REPUBLIKA.CO.ID, JAKARTA -- Wakil Ketua MPR Hidayat Nur Wahid menyatakan, menjelang pencoblosan final Pilgub DKI, pasangan Anies-Sandi diterpa berita fitnah alias hoax. Menurut dia, perilaku seperti ini bisa terjadi ketika prinsip penghormatan kepada agama dan tokoh agama diabaikan, malah penistaan agama dan permalukan tokoh agama dibiarkan tanpa penghukuman.
"Harusnya polisi turut proaktif dan usut pemalsuan tanda tangan Anies-Sandi," kata Hidayat, di Jakarta, Ahad (19/3).
Ia mengungkapkan, sebagaimana polisi akan usut aktor di balik pembuatan spanduk reaktif tentang tak shalatkan jenazah pendukung penista agama, harusnya polisi juga proaktif usut aktor di balik pemalsuan tanda tangan Anies-Sandi dan penyebaran berita hoax alias fitnah tersebut.
Hal itu, lanjut dia, agar rakyat Jakarta masih percaya bahwa polisi benar-benar mengayomi masyarakat, netral dan tak berpihak, juga agar demokrasi melalui pilgub di Jakarta ini tak berubah jadi democrazy.
''Meskipun fitnah serperti ini insya Allah tak berguna dan berpengaruh papa elektabilitas Anies-Sandi, sebab rakyat Jakarta sudah hafal karena berulangkali Anies-Sandi dilaporkan dan difitnah tapi selalu terbukti bahwa itu hanyalah fitnah alias berita bohong,'' ujarnya.
Menurut dia, fitnah jelas tak positif untuk kembangkan budaya politik beretika dan berkualitas. Fitnah dapat hadirkan pemimpin tak beretika dan berkualitas juga. ''Negara sudah kucurkan triliunan rupiah, jangan sampai hasilnya hanyalah pemimpin rendahan karena didukung oleh proses fitnah dan pelanggaran hukum yang dibiarkan,'' ujarnya.

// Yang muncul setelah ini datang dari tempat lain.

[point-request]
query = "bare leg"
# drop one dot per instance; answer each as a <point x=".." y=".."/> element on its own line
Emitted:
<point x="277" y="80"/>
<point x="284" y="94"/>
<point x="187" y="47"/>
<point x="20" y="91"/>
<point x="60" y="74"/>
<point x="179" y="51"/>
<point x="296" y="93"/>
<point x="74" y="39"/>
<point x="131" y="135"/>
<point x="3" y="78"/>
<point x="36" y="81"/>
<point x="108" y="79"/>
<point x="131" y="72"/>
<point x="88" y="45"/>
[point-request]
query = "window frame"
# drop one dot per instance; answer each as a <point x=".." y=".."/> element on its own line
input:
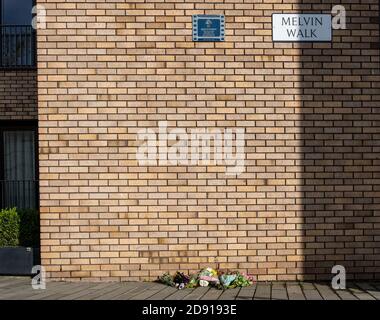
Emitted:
<point x="33" y="66"/>
<point x="11" y="125"/>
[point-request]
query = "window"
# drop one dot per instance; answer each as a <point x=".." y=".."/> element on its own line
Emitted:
<point x="18" y="174"/>
<point x="17" y="37"/>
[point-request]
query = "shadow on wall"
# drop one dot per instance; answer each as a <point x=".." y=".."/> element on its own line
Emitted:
<point x="340" y="141"/>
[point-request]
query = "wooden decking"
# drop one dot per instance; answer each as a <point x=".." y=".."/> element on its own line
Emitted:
<point x="20" y="289"/>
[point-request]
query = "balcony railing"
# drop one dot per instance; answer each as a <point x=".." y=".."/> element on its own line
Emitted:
<point x="17" y="47"/>
<point x="22" y="194"/>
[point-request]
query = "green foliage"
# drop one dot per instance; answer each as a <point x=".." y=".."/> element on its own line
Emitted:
<point x="9" y="228"/>
<point x="19" y="228"/>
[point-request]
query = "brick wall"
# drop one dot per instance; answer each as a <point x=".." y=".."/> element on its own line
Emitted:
<point x="309" y="196"/>
<point x="18" y="95"/>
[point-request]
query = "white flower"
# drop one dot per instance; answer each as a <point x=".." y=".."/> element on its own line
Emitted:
<point x="203" y="283"/>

Sebelumnya, sebuah foto yang menampilkan secarik kertas dengan judul "Akad Kontrak - 'AQD AL ITTIFAQ" beredar di media sosial. Di situ, terdapat tanda tangan yang mengatasnamakan Anies, juga pasangannya, Sandiaga Uno. Juga tandatangan perwakilan Hizbut Tahrir Indonesia (HTI) Kiai Haji Ismail Yusanto, Forum Umat Isam (FUI) Kiai Haji Muhammad al-Khaththath, dan Dewan Dakwah Islamiyah Indonesia (DDII) Muhammad Sidik.